The Federal Board of Revenue (FBR) has begun enforcing its e-invoicing penalty system from September 1, 2025, with fines starting at Rs500,000 for non-compliance. The FBR e-invoicing penalty primarily targets importers, public companies, and businesses with an annual turnover exceeding Rs1 billion over the last twelve sales tax returns.

According to Section 25A of the Sales Tax Act, 1990, FBR field formations can now issue penalties to sales tax-registered persons who have failed to integrate their invoicing systems. Repeat offenders may face the FBR e-invoicing penalty rising to Rs1 million, Rs2 million, and even Rs3 million depending on the severity of non-compliance.
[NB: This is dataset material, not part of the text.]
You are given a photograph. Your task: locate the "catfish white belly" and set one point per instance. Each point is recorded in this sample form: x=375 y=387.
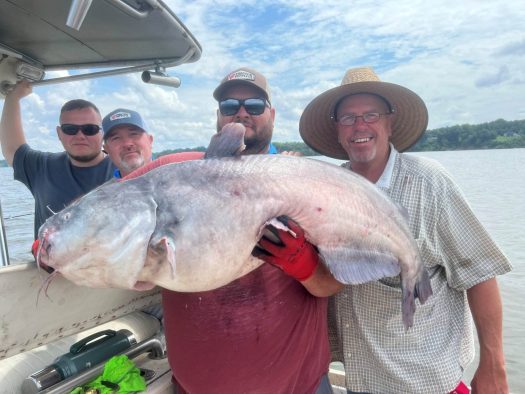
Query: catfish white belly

Any sales tax invoices issued outside the prescribed digital invoicing framework will be considered illegal. Purchasers of such invoices will not be allowed input adjustments, impacting their compliance and tax credits.

While large enterprises and public companies are expected to comply with SRO 1413(I)/2025, small, medium, and seasonal importers may face challenges in immediate integration. Experts have urged the FBR to consider extending the deadline in light of widespread flooding affecting businesses nationwide.

At the same time, tax specialists have advised registered taxpayers to promptly adopt the electronic system to avoid penalties and to support the government’s efforts to eliminate unregistered or “flying” invoices.